山上でのお弁当タイム中、ウィンナーを食べてる人の手元に黒っぽい蜂が執拗に寄って来て、図々しくもウィンナーをムシャムシャ食べ始めた。雀蜂に似ているが、ずっと小型で、黒地に白に近い淡黄色の縞模様の蜂だ。キラービーだ!と同行のおじさんが、なぜか嬉しそうに何度も叫ぶ。あはは。


←キラービー。
B級映画で一分野を確立している、凶暴な生物が遺伝子のナニカで巨大化しちゃったり、超進化しちゃう系。

まだ小さかった頃に、それ系の元祖とも言えそうな『新巨大生物の島』を観て以来、私はわりと避けてる分野でもある。
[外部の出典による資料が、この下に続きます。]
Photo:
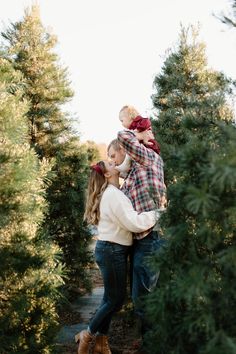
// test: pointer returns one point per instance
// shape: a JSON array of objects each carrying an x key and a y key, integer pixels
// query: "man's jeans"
[
  {"x": 143, "y": 279},
  {"x": 112, "y": 261}
]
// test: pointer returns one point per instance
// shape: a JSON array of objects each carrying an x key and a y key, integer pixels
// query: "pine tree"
[
  {"x": 186, "y": 89},
  {"x": 192, "y": 310},
  {"x": 29, "y": 46},
  {"x": 30, "y": 269}
]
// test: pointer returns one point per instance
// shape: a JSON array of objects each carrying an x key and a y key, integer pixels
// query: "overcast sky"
[{"x": 114, "y": 48}]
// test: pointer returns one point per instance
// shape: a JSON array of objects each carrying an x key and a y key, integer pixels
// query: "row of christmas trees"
[
  {"x": 43, "y": 242},
  {"x": 42, "y": 181},
  {"x": 193, "y": 309}
]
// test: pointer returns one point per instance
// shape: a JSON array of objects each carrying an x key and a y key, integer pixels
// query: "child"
[{"x": 131, "y": 119}]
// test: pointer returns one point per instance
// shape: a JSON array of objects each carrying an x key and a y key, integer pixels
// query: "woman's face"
[{"x": 110, "y": 167}]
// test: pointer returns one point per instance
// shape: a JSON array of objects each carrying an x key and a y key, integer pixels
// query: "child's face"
[{"x": 125, "y": 119}]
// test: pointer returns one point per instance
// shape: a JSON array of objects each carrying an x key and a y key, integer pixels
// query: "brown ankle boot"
[
  {"x": 101, "y": 345},
  {"x": 83, "y": 339}
]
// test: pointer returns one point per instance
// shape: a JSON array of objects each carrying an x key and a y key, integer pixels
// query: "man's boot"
[
  {"x": 83, "y": 339},
  {"x": 101, "y": 345}
]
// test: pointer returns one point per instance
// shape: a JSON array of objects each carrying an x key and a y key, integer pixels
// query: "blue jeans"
[
  {"x": 112, "y": 261},
  {"x": 143, "y": 279}
]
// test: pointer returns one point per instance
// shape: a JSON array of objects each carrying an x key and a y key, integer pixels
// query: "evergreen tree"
[
  {"x": 30, "y": 48},
  {"x": 30, "y": 269},
  {"x": 192, "y": 310},
  {"x": 186, "y": 89}
]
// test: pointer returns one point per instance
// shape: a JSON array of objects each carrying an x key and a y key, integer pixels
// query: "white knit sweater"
[{"x": 118, "y": 219}]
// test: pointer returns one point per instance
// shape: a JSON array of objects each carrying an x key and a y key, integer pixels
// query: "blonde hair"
[
  {"x": 131, "y": 111},
  {"x": 96, "y": 186}
]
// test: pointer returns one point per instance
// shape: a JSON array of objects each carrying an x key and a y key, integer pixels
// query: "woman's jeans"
[
  {"x": 143, "y": 279},
  {"x": 112, "y": 261}
]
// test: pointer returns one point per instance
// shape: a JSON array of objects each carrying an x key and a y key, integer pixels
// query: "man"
[{"x": 144, "y": 185}]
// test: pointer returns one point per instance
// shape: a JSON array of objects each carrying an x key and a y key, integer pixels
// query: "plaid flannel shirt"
[{"x": 144, "y": 184}]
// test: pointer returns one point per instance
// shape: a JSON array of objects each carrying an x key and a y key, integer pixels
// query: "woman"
[{"x": 112, "y": 212}]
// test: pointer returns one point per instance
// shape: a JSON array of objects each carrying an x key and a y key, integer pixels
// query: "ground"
[{"x": 123, "y": 336}]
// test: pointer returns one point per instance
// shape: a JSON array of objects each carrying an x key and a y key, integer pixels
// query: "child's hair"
[
  {"x": 115, "y": 144},
  {"x": 96, "y": 186},
  {"x": 131, "y": 111}
]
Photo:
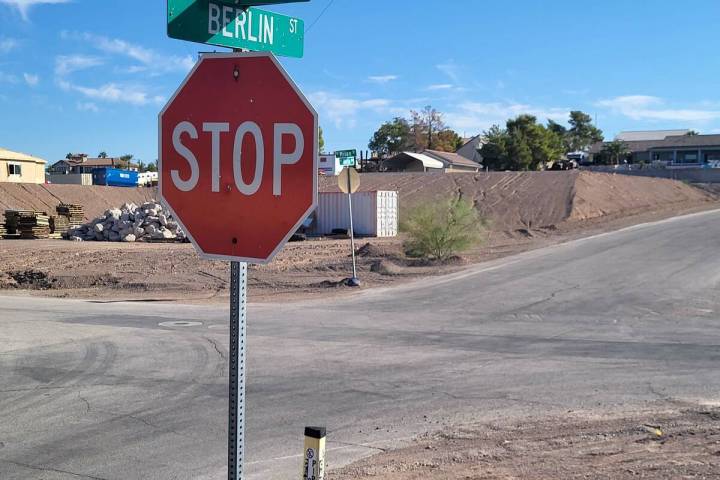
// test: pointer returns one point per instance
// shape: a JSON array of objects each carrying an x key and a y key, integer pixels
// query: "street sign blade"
[
  {"x": 233, "y": 26},
  {"x": 347, "y": 158}
]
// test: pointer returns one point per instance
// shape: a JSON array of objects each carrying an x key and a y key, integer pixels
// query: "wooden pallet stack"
[
  {"x": 74, "y": 213},
  {"x": 33, "y": 225}
]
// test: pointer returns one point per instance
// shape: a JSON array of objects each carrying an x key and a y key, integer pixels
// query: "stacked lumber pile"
[
  {"x": 59, "y": 226},
  {"x": 31, "y": 224},
  {"x": 74, "y": 213},
  {"x": 148, "y": 222}
]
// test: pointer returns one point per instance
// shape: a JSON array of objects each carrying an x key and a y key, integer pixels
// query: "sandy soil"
[
  {"x": 664, "y": 443},
  {"x": 526, "y": 210}
]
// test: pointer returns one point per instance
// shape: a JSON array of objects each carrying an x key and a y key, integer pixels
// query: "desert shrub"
[{"x": 440, "y": 230}]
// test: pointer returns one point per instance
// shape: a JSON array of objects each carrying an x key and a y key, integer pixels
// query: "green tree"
[
  {"x": 494, "y": 149},
  {"x": 425, "y": 126},
  {"x": 391, "y": 138},
  {"x": 448, "y": 141},
  {"x": 523, "y": 144},
  {"x": 615, "y": 151},
  {"x": 439, "y": 230},
  {"x": 582, "y": 133}
]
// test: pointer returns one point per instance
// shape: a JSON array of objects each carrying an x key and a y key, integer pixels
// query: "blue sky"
[{"x": 91, "y": 75}]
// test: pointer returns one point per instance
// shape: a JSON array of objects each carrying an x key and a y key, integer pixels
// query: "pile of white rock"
[{"x": 130, "y": 223}]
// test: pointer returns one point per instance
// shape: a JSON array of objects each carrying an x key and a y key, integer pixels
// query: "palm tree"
[{"x": 615, "y": 151}]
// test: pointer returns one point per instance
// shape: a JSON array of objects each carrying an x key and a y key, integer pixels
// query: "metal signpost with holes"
[
  {"x": 347, "y": 158},
  {"x": 235, "y": 25},
  {"x": 349, "y": 182},
  {"x": 238, "y": 165}
]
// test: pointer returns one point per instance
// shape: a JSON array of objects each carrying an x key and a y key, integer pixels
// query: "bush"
[{"x": 442, "y": 229}]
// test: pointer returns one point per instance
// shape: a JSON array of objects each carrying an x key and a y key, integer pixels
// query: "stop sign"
[{"x": 238, "y": 156}]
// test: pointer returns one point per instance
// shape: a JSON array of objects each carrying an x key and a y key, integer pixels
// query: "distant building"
[
  {"x": 672, "y": 150},
  {"x": 471, "y": 149},
  {"x": 18, "y": 167},
  {"x": 649, "y": 135},
  {"x": 82, "y": 163},
  {"x": 431, "y": 161}
]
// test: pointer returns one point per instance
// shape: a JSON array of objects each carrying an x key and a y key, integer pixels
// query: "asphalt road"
[{"x": 109, "y": 391}]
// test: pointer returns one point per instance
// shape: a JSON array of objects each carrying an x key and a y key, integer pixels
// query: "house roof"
[
  {"x": 674, "y": 141},
  {"x": 18, "y": 157},
  {"x": 689, "y": 141},
  {"x": 647, "y": 135},
  {"x": 452, "y": 158},
  {"x": 428, "y": 162},
  {"x": 93, "y": 162}
]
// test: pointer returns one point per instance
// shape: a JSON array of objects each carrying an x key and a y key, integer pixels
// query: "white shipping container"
[{"x": 375, "y": 214}]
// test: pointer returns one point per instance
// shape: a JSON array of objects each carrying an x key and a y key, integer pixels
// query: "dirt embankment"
[
  {"x": 666, "y": 446},
  {"x": 526, "y": 210}
]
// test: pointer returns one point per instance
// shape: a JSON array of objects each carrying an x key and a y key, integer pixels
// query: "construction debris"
[
  {"x": 73, "y": 212},
  {"x": 28, "y": 224},
  {"x": 130, "y": 223}
]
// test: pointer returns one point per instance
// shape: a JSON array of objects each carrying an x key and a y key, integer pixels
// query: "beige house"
[{"x": 20, "y": 168}]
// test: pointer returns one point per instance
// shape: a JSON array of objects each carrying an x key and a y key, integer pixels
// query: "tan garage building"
[{"x": 21, "y": 168}]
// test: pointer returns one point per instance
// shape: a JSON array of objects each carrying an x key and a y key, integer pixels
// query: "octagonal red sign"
[{"x": 238, "y": 156}]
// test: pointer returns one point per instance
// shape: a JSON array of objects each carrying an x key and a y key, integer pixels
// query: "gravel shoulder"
[{"x": 665, "y": 442}]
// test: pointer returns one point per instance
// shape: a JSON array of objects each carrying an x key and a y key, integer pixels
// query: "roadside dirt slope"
[
  {"x": 607, "y": 194},
  {"x": 511, "y": 200},
  {"x": 45, "y": 198}
]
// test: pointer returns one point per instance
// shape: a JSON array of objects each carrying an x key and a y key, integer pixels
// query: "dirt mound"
[
  {"x": 607, "y": 194},
  {"x": 528, "y": 204},
  {"x": 511, "y": 200},
  {"x": 94, "y": 199}
]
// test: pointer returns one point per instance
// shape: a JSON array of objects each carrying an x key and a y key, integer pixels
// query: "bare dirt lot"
[
  {"x": 667, "y": 443},
  {"x": 525, "y": 210}
]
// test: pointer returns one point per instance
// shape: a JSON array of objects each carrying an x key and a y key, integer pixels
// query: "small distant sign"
[
  {"x": 234, "y": 25},
  {"x": 347, "y": 158}
]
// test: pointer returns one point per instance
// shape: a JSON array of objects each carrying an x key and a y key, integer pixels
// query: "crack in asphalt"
[{"x": 49, "y": 469}]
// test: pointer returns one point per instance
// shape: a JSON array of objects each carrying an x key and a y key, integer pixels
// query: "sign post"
[
  {"x": 238, "y": 170},
  {"x": 349, "y": 182}
]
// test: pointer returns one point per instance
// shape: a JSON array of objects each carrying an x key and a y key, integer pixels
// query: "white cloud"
[
  {"x": 24, "y": 6},
  {"x": 451, "y": 69},
  {"x": 645, "y": 107},
  {"x": 382, "y": 78},
  {"x": 8, "y": 78},
  {"x": 149, "y": 60},
  {"x": 440, "y": 86},
  {"x": 343, "y": 111},
  {"x": 8, "y": 44},
  {"x": 66, "y": 64},
  {"x": 115, "y": 93},
  {"x": 87, "y": 107},
  {"x": 31, "y": 79},
  {"x": 477, "y": 117}
]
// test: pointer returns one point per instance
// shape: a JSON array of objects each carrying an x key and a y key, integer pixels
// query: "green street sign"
[
  {"x": 218, "y": 23},
  {"x": 252, "y": 3},
  {"x": 347, "y": 158}
]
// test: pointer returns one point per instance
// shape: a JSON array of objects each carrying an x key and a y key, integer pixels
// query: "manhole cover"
[{"x": 180, "y": 324}]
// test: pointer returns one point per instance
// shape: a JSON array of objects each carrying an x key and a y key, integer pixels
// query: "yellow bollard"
[{"x": 314, "y": 463}]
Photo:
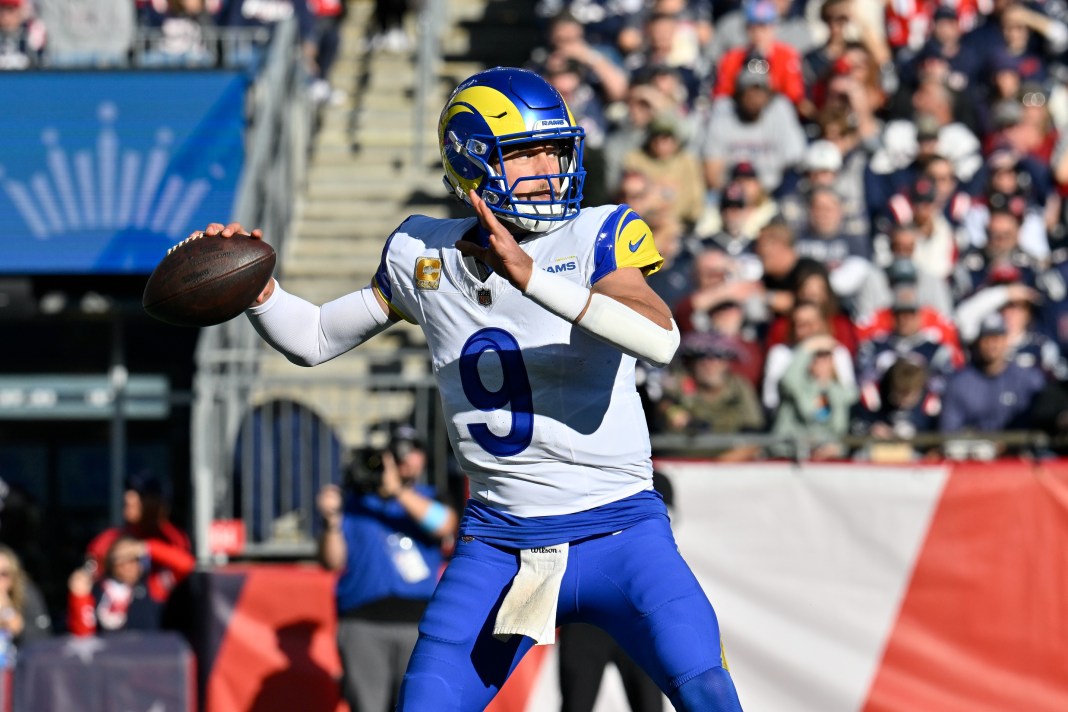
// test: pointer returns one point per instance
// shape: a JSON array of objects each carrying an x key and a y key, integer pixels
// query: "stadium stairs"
[{"x": 362, "y": 180}]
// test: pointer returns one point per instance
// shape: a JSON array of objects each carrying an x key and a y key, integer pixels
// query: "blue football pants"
[{"x": 634, "y": 585}]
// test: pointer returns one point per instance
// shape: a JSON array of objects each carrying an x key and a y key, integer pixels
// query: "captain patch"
[{"x": 427, "y": 273}]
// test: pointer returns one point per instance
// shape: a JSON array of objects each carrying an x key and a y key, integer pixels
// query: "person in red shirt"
[
  {"x": 145, "y": 518},
  {"x": 783, "y": 63},
  {"x": 121, "y": 600}
]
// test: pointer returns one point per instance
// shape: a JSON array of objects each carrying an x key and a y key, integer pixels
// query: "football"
[{"x": 207, "y": 280}]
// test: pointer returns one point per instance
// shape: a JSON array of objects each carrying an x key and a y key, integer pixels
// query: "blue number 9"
[{"x": 515, "y": 391}]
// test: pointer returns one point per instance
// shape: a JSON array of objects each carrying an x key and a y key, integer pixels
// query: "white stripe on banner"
[{"x": 806, "y": 567}]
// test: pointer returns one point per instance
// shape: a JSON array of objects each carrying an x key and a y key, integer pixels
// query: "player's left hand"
[{"x": 503, "y": 254}]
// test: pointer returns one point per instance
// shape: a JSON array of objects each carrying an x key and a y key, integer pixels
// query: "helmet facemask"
[{"x": 499, "y": 191}]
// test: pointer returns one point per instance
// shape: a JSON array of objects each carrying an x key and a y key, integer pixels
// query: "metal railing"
[
  {"x": 278, "y": 138},
  {"x": 427, "y": 58},
  {"x": 208, "y": 47}
]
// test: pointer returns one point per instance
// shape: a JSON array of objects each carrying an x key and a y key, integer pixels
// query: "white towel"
[{"x": 530, "y": 606}]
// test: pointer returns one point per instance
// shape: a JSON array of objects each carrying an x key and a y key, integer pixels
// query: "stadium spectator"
[
  {"x": 755, "y": 125},
  {"x": 853, "y": 84},
  {"x": 806, "y": 321},
  {"x": 778, "y": 61},
  {"x": 907, "y": 338},
  {"x": 817, "y": 394},
  {"x": 146, "y": 519},
  {"x": 839, "y": 127},
  {"x": 817, "y": 62},
  {"x": 1008, "y": 178},
  {"x": 659, "y": 54},
  {"x": 898, "y": 408},
  {"x": 566, "y": 42},
  {"x": 1001, "y": 259},
  {"x": 24, "y": 617},
  {"x": 962, "y": 64},
  {"x": 692, "y": 36},
  {"x": 665, "y": 160},
  {"x": 847, "y": 258},
  {"x": 643, "y": 103},
  {"x": 716, "y": 282},
  {"x": 935, "y": 311},
  {"x": 79, "y": 38},
  {"x": 735, "y": 230},
  {"x": 822, "y": 160},
  {"x": 122, "y": 599},
  {"x": 789, "y": 28},
  {"x": 758, "y": 199},
  {"x": 905, "y": 266},
  {"x": 179, "y": 33},
  {"x": 707, "y": 396},
  {"x": 927, "y": 129},
  {"x": 568, "y": 78},
  {"x": 990, "y": 394},
  {"x": 329, "y": 17},
  {"x": 814, "y": 286},
  {"x": 266, "y": 15},
  {"x": 938, "y": 241},
  {"x": 22, "y": 36},
  {"x": 782, "y": 270},
  {"x": 383, "y": 533},
  {"x": 1018, "y": 304}
]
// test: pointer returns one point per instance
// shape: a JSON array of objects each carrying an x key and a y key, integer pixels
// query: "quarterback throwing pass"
[{"x": 535, "y": 310}]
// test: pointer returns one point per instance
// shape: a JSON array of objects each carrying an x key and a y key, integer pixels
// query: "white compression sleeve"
[
  {"x": 309, "y": 334},
  {"x": 606, "y": 318}
]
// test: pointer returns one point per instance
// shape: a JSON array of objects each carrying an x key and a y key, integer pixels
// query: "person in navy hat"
[
  {"x": 1001, "y": 259},
  {"x": 991, "y": 393},
  {"x": 783, "y": 62}
]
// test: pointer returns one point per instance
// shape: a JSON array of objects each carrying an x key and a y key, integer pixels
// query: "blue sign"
[{"x": 103, "y": 172}]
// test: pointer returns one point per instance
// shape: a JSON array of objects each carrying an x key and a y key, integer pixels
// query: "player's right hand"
[
  {"x": 231, "y": 230},
  {"x": 236, "y": 228}
]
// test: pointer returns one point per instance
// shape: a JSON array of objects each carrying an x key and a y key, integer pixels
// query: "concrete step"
[{"x": 316, "y": 211}]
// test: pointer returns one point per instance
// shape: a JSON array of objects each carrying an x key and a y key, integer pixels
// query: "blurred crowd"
[
  {"x": 860, "y": 205},
  {"x": 169, "y": 33}
]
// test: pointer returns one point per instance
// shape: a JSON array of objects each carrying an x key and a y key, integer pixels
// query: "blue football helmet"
[{"x": 499, "y": 110}]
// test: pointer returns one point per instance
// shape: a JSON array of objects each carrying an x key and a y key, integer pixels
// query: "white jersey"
[{"x": 544, "y": 417}]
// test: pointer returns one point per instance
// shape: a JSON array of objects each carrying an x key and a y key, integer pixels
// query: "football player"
[{"x": 534, "y": 311}]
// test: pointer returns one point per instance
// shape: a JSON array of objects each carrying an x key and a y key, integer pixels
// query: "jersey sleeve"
[
  {"x": 383, "y": 283},
  {"x": 624, "y": 240}
]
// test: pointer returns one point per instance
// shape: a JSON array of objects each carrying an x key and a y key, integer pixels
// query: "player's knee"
[
  {"x": 425, "y": 691},
  {"x": 712, "y": 691}
]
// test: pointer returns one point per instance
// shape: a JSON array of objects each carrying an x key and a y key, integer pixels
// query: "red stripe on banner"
[
  {"x": 516, "y": 693},
  {"x": 280, "y": 653},
  {"x": 984, "y": 625}
]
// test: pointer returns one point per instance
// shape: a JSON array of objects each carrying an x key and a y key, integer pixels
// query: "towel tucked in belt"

わざわざ避けなくても、普通かすりもしないが。


家に帰ってから調べたら、キラービーではなくてクロスズメバチ(黒雀蜂)だった。
Wikipediaによれば、地中に営巣する体長10-18mmの小型のスズメバチ。肉食性が強く、新鮮な動物の死体から筋肉を切り取って肉団子を作ったり、食卓上の焼き魚の肉からも肉団子を作ることがあるっていうから、今回の行動にもぴったり合致する。

で、もう少し調べていたら、シダクロスズメバチっていうのもいるらしい。
海抜約300m以上の山地樹林に生息しており、見た目はクロスズメバチにそっくり。違うのは、顔の中心の黒い線がクロスズメバチは途中で切れているのに対し、シダクロスズメバチは顔の先まで貫通している。それで撮影した動画をよくよく見たら、今回のはどうもシダクロスズメバチっぽいかな。
(ところで、「シダ」ってどういう意味なんだろう?)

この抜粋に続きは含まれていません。